Tips for Interviewing at Google
Disclaimer: This post reflects my personal views and not those of my employer.
People often ask me: How do I get a job at Google?
An essential requirement is passing the interviews; unsurprisingly, this is another common question: How do I pass the Google interviews?
While there is no hard and fast rule to pass the Google interviews, I do have some tips and guidelines that have helped others in the past (including myself). Although most of this post is Google-specific, most of it should still apply for software engineering positions at other companies. This post mostly applies to Software Engineering (SWE) positions, but some of it should still be relevant for other positions (like Research Scientist); see at the end for some thoughts on this. Although the Google interview process is not perfect, I do feel it is pretty good and objective. Whatever the outcome, remember that your self-worth should not be defined by whether you get an offer.
Introduction
Should I even apply to Google? is another common question. The answer is almost always: yes! It will test your limits, and you’ll likely learn something about where you could improve! And if you do try but don’t manage to make it through, I guarantee you will be a stronger programmer and interviewer by the end of it.
When I was finishing my PhD my mind was set on becoming an academic, but the job market was really bad at the time (circa 2011). On my supervisor’s suggestion, I applied to Google. It was the only industry job I applied for, as it was the industry job that stood out to me the most. But once I decided to apply, I did a lot of preparation for the interview. I am positive I would not have passed the interviews if I had taken them the day I applied: the time I spent preparing for the interviews was essential. When I went into the interviews, I felt I was as prepared as I could be. The hard work paid off: I received a job offer to join Google Pittsburgh, and have been working as a SWE at Google since 2012.
The rest of this post is based on my experience:
- Preparing for these interviews
- Working as a SWE at Google
- Conducting hundreds of interviews
- Conducting dozens of interview workshops
- Being a hiring committee member
- Many discussions I’ve had with many people, inside and outside of Google.
Following the suggestions here won’t guarantee you’ll get the Google job, but it should help.
How do I apply to Google?
You can check out the main Google careers site to find jobs that you feel would be a good fit.
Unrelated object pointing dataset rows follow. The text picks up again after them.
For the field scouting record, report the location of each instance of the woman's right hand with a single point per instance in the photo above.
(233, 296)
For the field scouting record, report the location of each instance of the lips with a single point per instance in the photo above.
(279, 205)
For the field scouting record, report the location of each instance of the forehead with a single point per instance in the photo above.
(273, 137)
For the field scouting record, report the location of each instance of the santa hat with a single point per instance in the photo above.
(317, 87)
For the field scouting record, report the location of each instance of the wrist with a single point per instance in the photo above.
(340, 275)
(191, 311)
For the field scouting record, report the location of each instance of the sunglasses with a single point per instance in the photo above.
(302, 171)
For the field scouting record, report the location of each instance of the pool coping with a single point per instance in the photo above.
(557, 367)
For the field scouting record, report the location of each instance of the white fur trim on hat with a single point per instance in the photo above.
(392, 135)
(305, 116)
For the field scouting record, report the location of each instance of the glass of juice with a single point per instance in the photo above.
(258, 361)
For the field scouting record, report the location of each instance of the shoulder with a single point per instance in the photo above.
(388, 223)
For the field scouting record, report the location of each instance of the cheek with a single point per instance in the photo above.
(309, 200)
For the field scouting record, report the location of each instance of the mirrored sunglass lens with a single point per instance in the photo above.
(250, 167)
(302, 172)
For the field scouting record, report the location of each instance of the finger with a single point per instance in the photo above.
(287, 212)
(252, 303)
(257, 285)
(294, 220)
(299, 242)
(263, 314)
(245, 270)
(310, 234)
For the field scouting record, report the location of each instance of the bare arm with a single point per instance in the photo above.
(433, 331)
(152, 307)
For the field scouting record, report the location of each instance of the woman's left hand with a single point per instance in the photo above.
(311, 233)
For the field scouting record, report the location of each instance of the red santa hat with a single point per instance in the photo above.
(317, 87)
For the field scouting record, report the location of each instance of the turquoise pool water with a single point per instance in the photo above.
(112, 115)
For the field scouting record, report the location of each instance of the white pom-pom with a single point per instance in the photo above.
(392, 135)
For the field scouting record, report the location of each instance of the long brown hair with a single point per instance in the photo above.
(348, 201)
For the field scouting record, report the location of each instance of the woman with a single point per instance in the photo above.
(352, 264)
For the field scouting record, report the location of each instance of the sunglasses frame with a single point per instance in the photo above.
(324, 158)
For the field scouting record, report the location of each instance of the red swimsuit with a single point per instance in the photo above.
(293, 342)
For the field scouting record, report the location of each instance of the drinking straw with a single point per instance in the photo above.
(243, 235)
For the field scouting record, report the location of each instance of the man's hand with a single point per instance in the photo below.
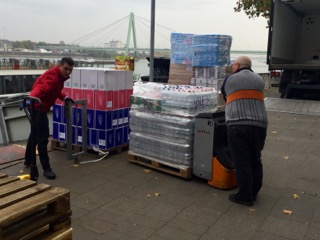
(22, 105)
(67, 99)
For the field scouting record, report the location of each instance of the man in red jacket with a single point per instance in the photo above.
(48, 87)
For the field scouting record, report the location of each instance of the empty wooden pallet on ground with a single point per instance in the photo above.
(160, 165)
(75, 148)
(33, 211)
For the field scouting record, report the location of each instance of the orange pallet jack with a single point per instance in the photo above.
(222, 177)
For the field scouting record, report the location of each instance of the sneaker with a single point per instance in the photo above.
(48, 173)
(233, 198)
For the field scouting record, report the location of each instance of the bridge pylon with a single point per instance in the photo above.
(131, 28)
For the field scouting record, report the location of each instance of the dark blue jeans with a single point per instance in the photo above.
(246, 144)
(39, 136)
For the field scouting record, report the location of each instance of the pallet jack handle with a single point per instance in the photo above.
(29, 110)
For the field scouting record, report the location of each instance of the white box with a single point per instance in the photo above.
(129, 79)
(76, 78)
(68, 83)
(201, 82)
(107, 79)
(121, 79)
(89, 79)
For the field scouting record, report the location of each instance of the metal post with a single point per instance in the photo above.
(153, 6)
(68, 111)
(3, 127)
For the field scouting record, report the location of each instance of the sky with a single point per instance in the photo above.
(70, 21)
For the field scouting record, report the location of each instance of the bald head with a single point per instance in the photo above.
(243, 61)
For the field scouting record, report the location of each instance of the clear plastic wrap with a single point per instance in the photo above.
(166, 138)
(182, 100)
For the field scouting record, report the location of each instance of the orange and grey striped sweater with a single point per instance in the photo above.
(243, 92)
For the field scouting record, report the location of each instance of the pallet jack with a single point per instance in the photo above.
(28, 107)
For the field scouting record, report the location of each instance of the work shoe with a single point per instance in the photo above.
(26, 163)
(233, 198)
(48, 173)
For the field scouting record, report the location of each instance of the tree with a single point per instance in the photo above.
(254, 8)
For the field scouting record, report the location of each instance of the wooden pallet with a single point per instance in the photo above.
(33, 211)
(161, 166)
(75, 148)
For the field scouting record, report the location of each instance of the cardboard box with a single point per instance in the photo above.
(89, 95)
(129, 79)
(76, 78)
(118, 136)
(106, 139)
(91, 118)
(121, 80)
(104, 100)
(103, 120)
(77, 94)
(89, 78)
(107, 79)
(57, 113)
(123, 100)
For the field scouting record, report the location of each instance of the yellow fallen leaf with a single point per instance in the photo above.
(295, 196)
(289, 212)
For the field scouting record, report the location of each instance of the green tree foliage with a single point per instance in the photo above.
(254, 8)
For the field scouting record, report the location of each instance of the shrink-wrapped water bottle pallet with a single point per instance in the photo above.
(33, 211)
(57, 145)
(176, 170)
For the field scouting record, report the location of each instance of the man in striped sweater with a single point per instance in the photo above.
(246, 120)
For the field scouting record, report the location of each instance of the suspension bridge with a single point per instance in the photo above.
(127, 35)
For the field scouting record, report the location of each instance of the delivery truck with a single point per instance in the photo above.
(294, 46)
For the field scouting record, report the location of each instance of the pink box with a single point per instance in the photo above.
(129, 80)
(77, 94)
(107, 79)
(68, 92)
(103, 100)
(89, 95)
(121, 80)
(123, 100)
(116, 104)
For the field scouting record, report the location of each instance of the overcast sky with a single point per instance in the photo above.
(68, 21)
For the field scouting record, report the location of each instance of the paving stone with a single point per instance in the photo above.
(284, 228)
(160, 210)
(187, 226)
(239, 222)
(90, 201)
(228, 233)
(81, 233)
(313, 233)
(146, 221)
(94, 224)
(174, 234)
(108, 216)
(78, 212)
(134, 230)
(211, 237)
(267, 236)
(303, 209)
(200, 215)
(124, 205)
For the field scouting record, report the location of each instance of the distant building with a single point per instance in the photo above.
(5, 45)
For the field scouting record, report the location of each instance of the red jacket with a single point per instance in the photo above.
(48, 88)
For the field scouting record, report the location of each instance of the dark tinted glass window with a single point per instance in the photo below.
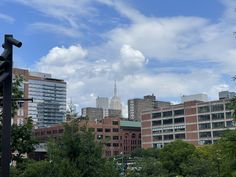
(179, 112)
(167, 114)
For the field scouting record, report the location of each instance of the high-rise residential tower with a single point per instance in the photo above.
(49, 98)
(115, 102)
(102, 102)
(137, 105)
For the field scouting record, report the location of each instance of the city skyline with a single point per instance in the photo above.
(161, 47)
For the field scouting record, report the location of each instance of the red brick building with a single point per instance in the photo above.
(116, 134)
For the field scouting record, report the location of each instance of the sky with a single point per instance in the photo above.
(168, 48)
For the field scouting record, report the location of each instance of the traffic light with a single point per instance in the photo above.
(6, 64)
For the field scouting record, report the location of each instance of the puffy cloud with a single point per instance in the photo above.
(7, 18)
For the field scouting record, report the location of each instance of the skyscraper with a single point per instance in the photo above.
(49, 98)
(102, 102)
(137, 105)
(115, 102)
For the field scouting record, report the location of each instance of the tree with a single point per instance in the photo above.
(22, 141)
(78, 152)
(227, 152)
(174, 154)
(21, 135)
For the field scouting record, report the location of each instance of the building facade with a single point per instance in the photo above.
(115, 102)
(99, 113)
(196, 122)
(49, 98)
(137, 105)
(117, 135)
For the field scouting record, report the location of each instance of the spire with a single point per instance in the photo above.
(115, 89)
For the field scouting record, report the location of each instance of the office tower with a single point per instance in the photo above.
(102, 102)
(115, 100)
(226, 95)
(49, 98)
(196, 122)
(196, 97)
(137, 105)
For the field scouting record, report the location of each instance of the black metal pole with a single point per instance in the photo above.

Referrals often help, so if you know someone already at Google, ask them to refer you. If you don’t know anyone at Google, you’ve already applied and haven’t heard back in a while, check out my post on tips for preparing your resume. Note that this still does not guarantee you will get called for an interview. Unfortunately I know very little about how candidates are selected for interviews, and have very little influence on that process.
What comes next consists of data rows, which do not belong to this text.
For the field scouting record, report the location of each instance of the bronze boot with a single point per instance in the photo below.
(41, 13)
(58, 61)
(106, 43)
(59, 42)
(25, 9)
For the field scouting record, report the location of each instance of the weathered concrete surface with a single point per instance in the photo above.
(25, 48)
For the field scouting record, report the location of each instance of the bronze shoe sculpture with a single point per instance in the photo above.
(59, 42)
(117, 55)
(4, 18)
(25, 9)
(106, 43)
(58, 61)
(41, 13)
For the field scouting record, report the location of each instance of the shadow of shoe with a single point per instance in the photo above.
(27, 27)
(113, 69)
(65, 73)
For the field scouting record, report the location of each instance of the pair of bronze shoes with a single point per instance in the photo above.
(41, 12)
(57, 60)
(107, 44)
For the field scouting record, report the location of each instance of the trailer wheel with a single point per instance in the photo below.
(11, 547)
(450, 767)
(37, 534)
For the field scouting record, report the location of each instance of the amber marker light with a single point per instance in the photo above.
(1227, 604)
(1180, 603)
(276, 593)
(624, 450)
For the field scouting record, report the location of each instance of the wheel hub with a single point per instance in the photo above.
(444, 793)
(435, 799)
How do I prepare for the Google interview?
There are (at least) three main components to doing a good job in the interviews: coding, algorithms & data structures, and personality. Google (and other companies) often have workshops where you can do mock interviews; search for them and attend them if you can.
Coding
You need to be able to write functioning code, ideally that would compile/run right off the bat. The language isn’t super important, but you’ll need to specify what language you want to interview in, so make sure you know it well. Pseudocode is not a language.
Barebones coding
If you rely on fancy IDEs for writing code, go barebones! Turn off syntax highlighting and autocomplete on whatever program you use to write code. In fact, try to use a barebones vim to write all your code (even today I still use a pretty barebones vim for writing most things, including this blog post). I guess you could also use Emacs.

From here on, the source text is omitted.